04-12-2013 12:17 PM
We are using PROC AUTOREG to fit our models, and we need confidence interval/limit for our forecast. There is a formular for that SAS uses for calculation of variable "v" in Section "Predicting Future Series Realizations" in
I sent a request to SAS support for the reference/proof, but here is the response I got from them:
"I have checked with PROC AUTOREG developer who indicated that first, he does not really have a copy of more detailed derivations than what is currently provided in the documentation. Secondly, there are proprietary reasons that we may not be able to share the derivations with our customers. You may just cite our SAS/ETS documentation as reference for this formula."
The point is that there is no reference in the webpage or SAS online documentation for it. I wonder if any smart/knowledgable guys among you might know the reference/proof, such that I can be sure of what I am using, instead of being given a formula and being told to just use it. Thanks in advance.
04-23-2013 11:13 AM
There are two formula's for V, which method were you using?
The explanation under the computational methods didn't seem too unclear to me, but I'd have to verify the math specifically.
04-23-2013 11:32 AM
thank you for your reply Reeza. the one I am mentioning is the formula for regression with auto-regessive errors:
v=SQRT( z'Vz + s^2 r)
which is in Section "Predicting future series realizations" in
Also here is what I heard back from SAS:
> I heard back from the development and here are the references he was
> able to locate that was used to derive at the results:
> Baillie, R., 1979, The Asymptotic Mean Squared Error of Multistep
> Prediction from the Regression Model with Autoregressive Errors,
> Journal of the American Statistical Association. Vol. 74, No. 365,
> Mar., 1979,
> Baillie, R., and Bollerslev, T., 1992, Prediction in dynamic models
> with time-dependent conditional variances, Journal of Econometrics,
> 52, 91-113.
Those two papers are
are available on the author's webpage:
These two papers are helpful, but it's still beyond my capabilities to give a proof of the formula. Hope there could be some experts or smart people that would give a proof for it. thank you again!!
04-23-2013 11:48 AM
I don't have the time or the skills anymore to go through and prove that.
I will say one thing though. For a 'linear regression' the variance of the predictor is a similar formula: http://jackman.stanford.edu/classes/350B/07/predictionforWeb.pdf (see Slide 10).
Which would be enough for me to go with it, but obviously you need to be as well.

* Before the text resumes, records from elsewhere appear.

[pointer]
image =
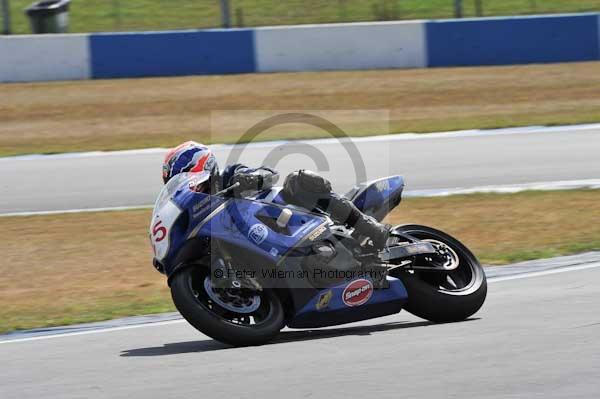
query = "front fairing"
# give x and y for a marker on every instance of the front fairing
(167, 211)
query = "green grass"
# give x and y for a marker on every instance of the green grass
(125, 15)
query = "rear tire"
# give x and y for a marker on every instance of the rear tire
(219, 323)
(432, 298)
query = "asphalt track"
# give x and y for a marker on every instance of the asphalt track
(434, 161)
(536, 337)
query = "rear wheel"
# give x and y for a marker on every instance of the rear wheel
(237, 316)
(455, 290)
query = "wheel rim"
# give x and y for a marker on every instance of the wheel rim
(233, 300)
(245, 308)
(461, 275)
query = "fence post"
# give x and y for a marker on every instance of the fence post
(479, 8)
(5, 18)
(225, 17)
(457, 8)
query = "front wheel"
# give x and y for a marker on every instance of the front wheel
(239, 317)
(448, 295)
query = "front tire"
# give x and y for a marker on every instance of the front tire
(204, 311)
(444, 297)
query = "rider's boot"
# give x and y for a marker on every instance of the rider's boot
(344, 211)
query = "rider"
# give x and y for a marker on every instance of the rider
(303, 188)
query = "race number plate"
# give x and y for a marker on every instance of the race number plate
(160, 229)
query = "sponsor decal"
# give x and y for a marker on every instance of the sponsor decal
(315, 234)
(357, 292)
(258, 233)
(324, 300)
(382, 185)
(201, 207)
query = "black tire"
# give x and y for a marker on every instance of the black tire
(210, 322)
(427, 299)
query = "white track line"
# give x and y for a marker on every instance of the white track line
(84, 210)
(544, 272)
(442, 192)
(100, 330)
(170, 322)
(364, 139)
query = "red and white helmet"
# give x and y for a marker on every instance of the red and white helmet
(189, 157)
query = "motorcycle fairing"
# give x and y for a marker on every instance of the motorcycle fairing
(382, 302)
(377, 198)
(245, 223)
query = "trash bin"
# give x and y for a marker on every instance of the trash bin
(49, 16)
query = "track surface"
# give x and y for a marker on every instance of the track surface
(464, 159)
(535, 337)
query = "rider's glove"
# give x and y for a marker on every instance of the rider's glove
(247, 182)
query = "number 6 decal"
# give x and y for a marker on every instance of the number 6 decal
(159, 232)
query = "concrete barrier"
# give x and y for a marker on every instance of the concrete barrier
(44, 57)
(516, 40)
(121, 55)
(341, 46)
(377, 45)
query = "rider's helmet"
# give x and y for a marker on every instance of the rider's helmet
(189, 157)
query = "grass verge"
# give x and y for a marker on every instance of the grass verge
(72, 268)
(140, 113)
(118, 15)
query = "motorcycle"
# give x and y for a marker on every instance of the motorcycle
(242, 268)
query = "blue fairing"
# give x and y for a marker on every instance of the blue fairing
(237, 222)
(382, 302)
(249, 227)
(377, 198)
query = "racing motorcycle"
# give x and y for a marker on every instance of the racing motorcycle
(242, 268)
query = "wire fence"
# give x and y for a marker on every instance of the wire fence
(136, 15)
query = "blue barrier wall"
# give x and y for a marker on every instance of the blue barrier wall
(516, 40)
(394, 44)
(119, 55)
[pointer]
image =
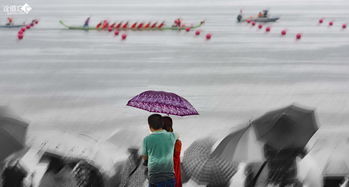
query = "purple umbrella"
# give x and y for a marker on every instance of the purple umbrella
(163, 102)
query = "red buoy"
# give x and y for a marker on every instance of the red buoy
(133, 26)
(298, 36)
(20, 36)
(208, 36)
(283, 32)
(344, 26)
(123, 36)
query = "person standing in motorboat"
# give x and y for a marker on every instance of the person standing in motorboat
(239, 18)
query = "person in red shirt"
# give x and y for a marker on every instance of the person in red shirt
(167, 122)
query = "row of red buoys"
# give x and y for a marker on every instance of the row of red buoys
(268, 29)
(123, 36)
(20, 34)
(331, 23)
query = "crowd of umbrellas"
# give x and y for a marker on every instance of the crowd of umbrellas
(280, 134)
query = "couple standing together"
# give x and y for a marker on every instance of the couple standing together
(161, 152)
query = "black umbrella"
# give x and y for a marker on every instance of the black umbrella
(12, 133)
(289, 127)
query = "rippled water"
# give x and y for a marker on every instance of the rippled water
(80, 81)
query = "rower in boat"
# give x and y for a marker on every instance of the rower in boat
(9, 21)
(154, 25)
(239, 18)
(161, 25)
(87, 22)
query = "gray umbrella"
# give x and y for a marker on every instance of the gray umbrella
(240, 146)
(204, 168)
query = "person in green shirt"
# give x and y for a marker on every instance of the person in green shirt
(158, 150)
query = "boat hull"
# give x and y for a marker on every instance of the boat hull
(143, 29)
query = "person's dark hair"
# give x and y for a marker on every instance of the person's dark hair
(155, 121)
(55, 165)
(167, 121)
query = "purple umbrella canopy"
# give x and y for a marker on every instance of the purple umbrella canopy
(163, 102)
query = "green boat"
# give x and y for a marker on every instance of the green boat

Good Luck and hopefully someone else can help more.
04-23-2013 12:44 PM
Thank you for your quick response Reeza. that formula in your link is for simple regressions without auto-regressive error. the story is quite different if the regression has auto-regressive errors. Thank you again for your effort Reeza, and hope someone else could figure it out...
04-23-2013 01:12 PM
By "proof," do you mean that you want someone to supply a derivation of the formula based on the model assumptions, the properties of the expected value operator, asymptotic properties of distributions, and so forth? Or do you want an explanation of what this formula means (intuitively)?
04-23-2013 03:23 PM
First I want thank you for many great posts in your blog on IML which I, as well as many others, benefit a lot from. We use that formula for the confidence interval of predictions in our model, and we are asked to provide a reference where the formula comes from, or a deriviation if no such reference exists. We actually use regression with auto-regressive errors in many of our models, so we do want to be assured of the correctness of the formula.